Chemotherapy and radiation therapy, which are used only in a small proportion of nonsurgical patients, offers no survival advantage, the study found.
Using the National Cancer Database, investigators at Yale School of Medicine in New Haven, Connecticut, led by Brian M. Shuch, MD, identified 28,910 patients with localized UTUC. Of these, 3157 (10.9%) received non-operative management, the investigators reported in The Canadian Journal of Urology. This group was significantly older than the patients who underwent surgery (mean age at diagnosis: 76.7 vs 71.8 years). The no-surgery group had a significantly shorter median survival time than those who underwent surgery (2.0 vs 5.6 years). At 3 years following UTUC diagnosis, the survival rate was 40.2% in the no-surgery group compared with 66.6% in the surgery arm.
Additionally, patients with high-grade tumors had significantly worse survival than those with low-grade tumors (1.9 vs 3.8 years). The 3-year survival rates were 38.1% and 53%, respectively, Dr Shuch and his collaborators reported.
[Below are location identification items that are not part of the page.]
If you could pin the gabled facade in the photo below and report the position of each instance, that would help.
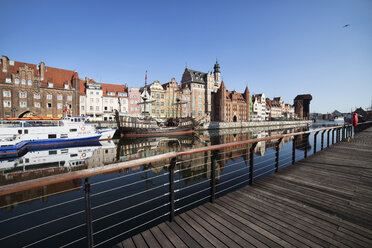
(231, 106)
(30, 89)
(201, 85)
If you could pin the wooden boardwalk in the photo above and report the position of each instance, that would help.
(322, 201)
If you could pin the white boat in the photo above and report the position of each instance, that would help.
(339, 119)
(20, 135)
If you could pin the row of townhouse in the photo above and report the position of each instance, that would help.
(265, 109)
(40, 90)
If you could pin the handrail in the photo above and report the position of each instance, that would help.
(26, 185)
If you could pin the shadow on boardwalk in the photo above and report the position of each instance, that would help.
(322, 201)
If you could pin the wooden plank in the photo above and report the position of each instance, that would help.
(303, 233)
(231, 230)
(199, 229)
(128, 243)
(139, 241)
(277, 240)
(173, 237)
(285, 232)
(257, 239)
(187, 233)
(214, 229)
(150, 239)
(161, 238)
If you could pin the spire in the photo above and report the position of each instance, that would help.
(216, 67)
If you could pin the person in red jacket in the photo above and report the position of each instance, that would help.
(355, 121)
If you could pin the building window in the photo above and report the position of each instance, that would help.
(7, 94)
(7, 104)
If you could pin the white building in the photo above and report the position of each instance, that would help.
(259, 107)
(99, 101)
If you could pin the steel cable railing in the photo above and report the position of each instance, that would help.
(232, 175)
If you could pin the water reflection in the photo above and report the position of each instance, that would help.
(192, 167)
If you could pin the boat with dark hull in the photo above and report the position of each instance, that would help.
(148, 126)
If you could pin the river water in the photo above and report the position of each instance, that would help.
(131, 200)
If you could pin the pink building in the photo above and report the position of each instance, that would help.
(134, 99)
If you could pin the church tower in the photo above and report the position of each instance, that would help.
(217, 74)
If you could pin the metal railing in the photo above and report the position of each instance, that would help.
(92, 214)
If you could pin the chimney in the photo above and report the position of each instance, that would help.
(5, 63)
(42, 71)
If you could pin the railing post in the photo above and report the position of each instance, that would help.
(333, 136)
(88, 213)
(328, 137)
(322, 141)
(306, 141)
(171, 189)
(277, 154)
(251, 156)
(213, 176)
(315, 135)
(294, 149)
(343, 133)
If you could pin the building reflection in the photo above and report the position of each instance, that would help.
(191, 167)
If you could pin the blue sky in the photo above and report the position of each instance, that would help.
(279, 47)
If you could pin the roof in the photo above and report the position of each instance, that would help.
(197, 76)
(304, 97)
(55, 75)
(230, 94)
(113, 88)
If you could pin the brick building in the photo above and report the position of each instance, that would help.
(201, 86)
(302, 106)
(231, 106)
(37, 90)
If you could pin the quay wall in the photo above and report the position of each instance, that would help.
(253, 124)
(228, 125)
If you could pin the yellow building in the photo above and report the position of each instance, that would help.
(157, 94)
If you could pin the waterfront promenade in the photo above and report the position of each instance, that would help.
(324, 200)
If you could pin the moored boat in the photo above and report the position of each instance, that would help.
(147, 126)
(18, 135)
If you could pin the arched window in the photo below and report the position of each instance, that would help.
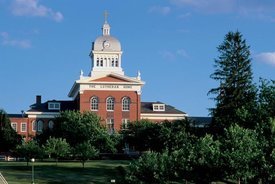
(51, 123)
(110, 103)
(126, 104)
(113, 62)
(97, 62)
(116, 62)
(94, 103)
(101, 62)
(40, 126)
(34, 126)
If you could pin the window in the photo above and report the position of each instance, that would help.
(159, 107)
(23, 127)
(101, 62)
(113, 62)
(51, 123)
(110, 126)
(97, 62)
(125, 123)
(54, 106)
(40, 126)
(126, 104)
(34, 126)
(94, 103)
(110, 103)
(14, 126)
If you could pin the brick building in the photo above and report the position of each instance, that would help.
(107, 91)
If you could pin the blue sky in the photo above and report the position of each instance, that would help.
(45, 43)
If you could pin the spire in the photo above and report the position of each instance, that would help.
(106, 16)
(138, 75)
(106, 27)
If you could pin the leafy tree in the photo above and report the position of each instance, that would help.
(57, 147)
(175, 135)
(29, 150)
(240, 150)
(85, 151)
(77, 127)
(9, 139)
(142, 135)
(235, 96)
(206, 160)
(154, 168)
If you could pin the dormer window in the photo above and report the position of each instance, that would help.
(158, 107)
(54, 106)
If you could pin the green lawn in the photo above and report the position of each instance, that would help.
(97, 171)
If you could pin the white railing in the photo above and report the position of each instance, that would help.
(2, 179)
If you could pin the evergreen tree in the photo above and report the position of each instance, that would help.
(236, 94)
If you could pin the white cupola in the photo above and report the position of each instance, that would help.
(106, 53)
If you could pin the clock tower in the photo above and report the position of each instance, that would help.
(106, 91)
(106, 53)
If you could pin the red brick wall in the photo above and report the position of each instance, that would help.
(117, 114)
(29, 134)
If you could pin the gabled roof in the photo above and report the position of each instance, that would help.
(17, 115)
(147, 108)
(43, 107)
(114, 78)
(200, 121)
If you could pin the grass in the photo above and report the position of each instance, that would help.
(96, 171)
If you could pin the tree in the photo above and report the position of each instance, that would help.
(9, 139)
(29, 150)
(154, 168)
(57, 147)
(85, 151)
(236, 92)
(206, 160)
(77, 127)
(240, 150)
(142, 135)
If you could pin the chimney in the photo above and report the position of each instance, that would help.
(38, 99)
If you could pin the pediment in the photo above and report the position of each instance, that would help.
(111, 79)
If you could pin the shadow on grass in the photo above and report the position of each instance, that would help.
(71, 172)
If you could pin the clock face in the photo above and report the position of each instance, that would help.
(106, 44)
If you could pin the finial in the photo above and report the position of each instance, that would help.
(106, 16)
(81, 74)
(139, 75)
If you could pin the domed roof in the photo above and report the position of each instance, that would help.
(106, 43)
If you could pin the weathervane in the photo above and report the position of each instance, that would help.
(106, 15)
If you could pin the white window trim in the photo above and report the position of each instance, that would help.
(128, 103)
(23, 123)
(50, 124)
(55, 105)
(112, 105)
(91, 103)
(40, 125)
(34, 126)
(110, 121)
(159, 107)
(14, 127)
(125, 123)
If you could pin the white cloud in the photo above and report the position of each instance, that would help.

The no-surgery cohort had a median age of 79 years, which was significantly higher than that of the surgery group (73 years);and 55% of patients were male. Of the 3157 patients, 294 (9.3%) received chemotherapy and 197 (6.3%) received radiation therapy. Patients treated with radiation had a significantly shorter median overall survival (OS) compared with those not treated with radiation (1.4 vs 2.0 years). OS did not differ significantly between patients who received chemotherapy and those who did not.
In the no-surgery group, male sex, older age, larger tumor size, and higher comorbidity score (2 or higher vs 0) independently predicted worse OS.
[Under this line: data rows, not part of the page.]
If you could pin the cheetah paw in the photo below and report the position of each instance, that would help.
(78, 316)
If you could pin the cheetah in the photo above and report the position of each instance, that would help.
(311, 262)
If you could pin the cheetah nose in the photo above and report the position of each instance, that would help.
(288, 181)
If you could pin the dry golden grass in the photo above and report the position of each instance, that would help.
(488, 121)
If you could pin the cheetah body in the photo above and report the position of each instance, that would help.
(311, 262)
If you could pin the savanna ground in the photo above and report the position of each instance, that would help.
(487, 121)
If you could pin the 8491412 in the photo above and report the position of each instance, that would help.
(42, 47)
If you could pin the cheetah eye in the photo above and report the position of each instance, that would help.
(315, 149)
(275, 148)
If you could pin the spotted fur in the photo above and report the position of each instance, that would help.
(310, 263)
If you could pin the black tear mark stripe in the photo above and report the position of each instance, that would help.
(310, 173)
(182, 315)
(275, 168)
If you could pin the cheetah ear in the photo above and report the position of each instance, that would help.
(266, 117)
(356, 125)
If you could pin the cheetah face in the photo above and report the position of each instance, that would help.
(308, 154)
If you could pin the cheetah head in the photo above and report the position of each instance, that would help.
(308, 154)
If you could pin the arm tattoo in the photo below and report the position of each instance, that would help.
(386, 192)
In a finding that the investigators considered surprising, the distribution of comorbidity scores did not differ between the surgery and no-surgery groups.
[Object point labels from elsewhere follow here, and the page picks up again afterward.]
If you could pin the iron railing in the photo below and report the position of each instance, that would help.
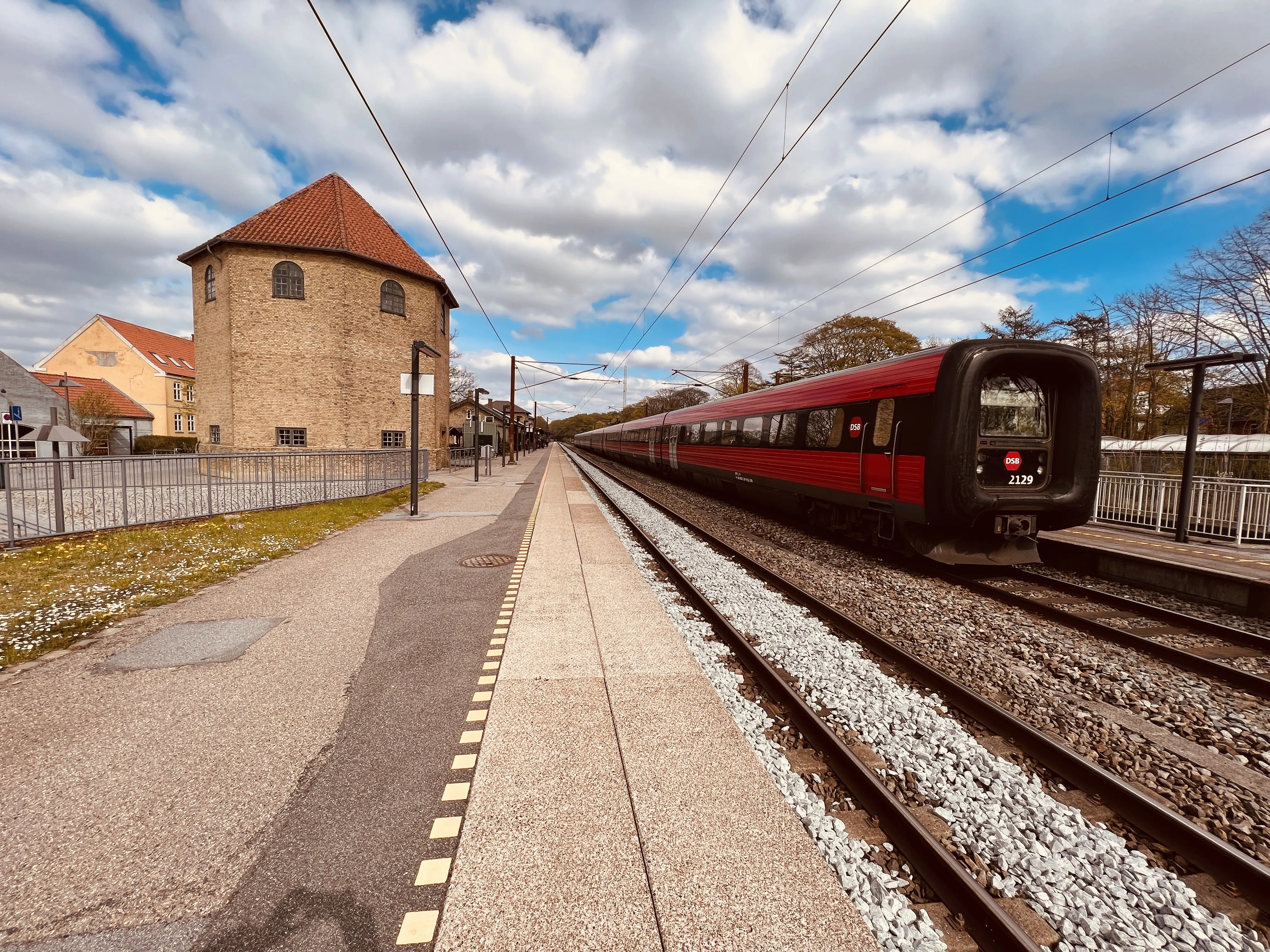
(54, 497)
(1221, 508)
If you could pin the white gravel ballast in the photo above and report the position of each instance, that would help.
(1080, 878)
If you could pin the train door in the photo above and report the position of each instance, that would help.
(877, 450)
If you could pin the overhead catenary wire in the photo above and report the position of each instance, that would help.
(409, 181)
(679, 254)
(764, 183)
(981, 205)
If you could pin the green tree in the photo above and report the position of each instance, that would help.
(846, 342)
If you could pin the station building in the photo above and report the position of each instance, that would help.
(304, 319)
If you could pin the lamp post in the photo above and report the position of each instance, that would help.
(1197, 366)
(477, 433)
(1230, 414)
(416, 348)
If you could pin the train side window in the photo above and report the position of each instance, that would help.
(728, 433)
(783, 431)
(883, 422)
(915, 413)
(825, 429)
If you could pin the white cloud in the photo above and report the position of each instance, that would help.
(567, 177)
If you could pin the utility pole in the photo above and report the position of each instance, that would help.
(511, 418)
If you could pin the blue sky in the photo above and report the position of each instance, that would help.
(567, 149)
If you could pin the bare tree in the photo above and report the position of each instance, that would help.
(96, 418)
(461, 380)
(1230, 286)
(846, 342)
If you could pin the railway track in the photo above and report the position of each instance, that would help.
(983, 917)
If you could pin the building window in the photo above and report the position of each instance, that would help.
(289, 281)
(393, 298)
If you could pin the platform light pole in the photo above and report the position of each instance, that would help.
(477, 433)
(416, 349)
(1197, 366)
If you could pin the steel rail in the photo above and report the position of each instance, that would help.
(987, 922)
(1210, 853)
(1236, 637)
(1176, 657)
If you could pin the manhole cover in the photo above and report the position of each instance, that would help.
(489, 562)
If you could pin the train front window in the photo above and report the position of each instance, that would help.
(1013, 405)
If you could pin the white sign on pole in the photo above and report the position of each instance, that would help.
(425, 384)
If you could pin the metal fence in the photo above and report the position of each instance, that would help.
(1221, 508)
(82, 494)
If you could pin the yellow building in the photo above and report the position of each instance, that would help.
(154, 369)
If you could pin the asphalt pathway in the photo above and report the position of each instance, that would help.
(340, 864)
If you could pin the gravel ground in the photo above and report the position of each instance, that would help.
(1036, 669)
(1083, 879)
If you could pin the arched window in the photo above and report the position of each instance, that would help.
(393, 298)
(289, 281)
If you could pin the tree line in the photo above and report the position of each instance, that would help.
(1217, 300)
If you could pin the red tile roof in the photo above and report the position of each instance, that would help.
(121, 403)
(171, 349)
(328, 215)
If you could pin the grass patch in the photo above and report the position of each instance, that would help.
(55, 593)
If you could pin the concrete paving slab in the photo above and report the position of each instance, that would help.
(192, 643)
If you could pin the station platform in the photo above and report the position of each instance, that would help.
(1236, 578)
(615, 804)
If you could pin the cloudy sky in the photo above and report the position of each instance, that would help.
(567, 149)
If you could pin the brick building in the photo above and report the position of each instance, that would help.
(304, 318)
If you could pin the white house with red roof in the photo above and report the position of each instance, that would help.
(153, 370)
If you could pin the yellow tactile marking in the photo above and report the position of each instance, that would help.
(446, 827)
(433, 873)
(418, 927)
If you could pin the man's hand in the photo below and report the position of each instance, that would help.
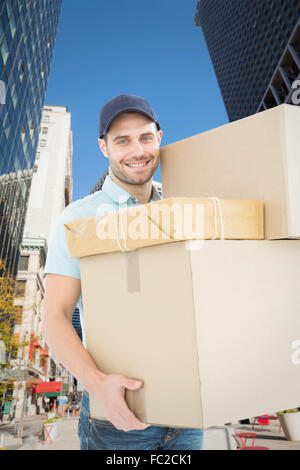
(111, 393)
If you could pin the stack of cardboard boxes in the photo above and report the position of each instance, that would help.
(208, 323)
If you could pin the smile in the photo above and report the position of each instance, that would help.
(136, 165)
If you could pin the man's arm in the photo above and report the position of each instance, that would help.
(61, 296)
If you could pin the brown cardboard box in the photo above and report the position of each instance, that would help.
(211, 327)
(165, 221)
(254, 158)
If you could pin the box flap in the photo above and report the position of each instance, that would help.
(165, 221)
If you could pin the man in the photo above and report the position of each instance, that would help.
(130, 138)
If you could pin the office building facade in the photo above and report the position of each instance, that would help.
(255, 50)
(27, 36)
(51, 191)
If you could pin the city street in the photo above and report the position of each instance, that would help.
(267, 436)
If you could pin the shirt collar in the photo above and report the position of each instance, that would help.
(119, 195)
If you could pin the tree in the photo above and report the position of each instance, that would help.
(8, 314)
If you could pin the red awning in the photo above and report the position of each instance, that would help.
(47, 387)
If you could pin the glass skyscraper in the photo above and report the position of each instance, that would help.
(27, 36)
(255, 50)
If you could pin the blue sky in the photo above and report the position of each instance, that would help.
(147, 48)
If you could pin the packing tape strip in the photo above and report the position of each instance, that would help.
(133, 271)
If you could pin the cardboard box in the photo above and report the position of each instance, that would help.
(212, 330)
(165, 221)
(254, 158)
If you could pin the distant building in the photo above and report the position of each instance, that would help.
(52, 184)
(27, 37)
(255, 50)
(51, 191)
In a discussion of study limitations, Dr Shuch’s team noted that they did not have access to information regarding disease-specific survival, chemotherapy or radiotherapy indications, reasons for not pursuing surgery, and detailed staging methodology. In addition, the study was limited to only to patients with pathologic diagnoses, and tumor histology was not assessed under central pathology review.
“Despite our limitations,” the authors wrote, “the large sample size and detailed clinical followup has allowed us to describe relevant survival outcomes and may be useful for counseling patients who are not surgical candidates.”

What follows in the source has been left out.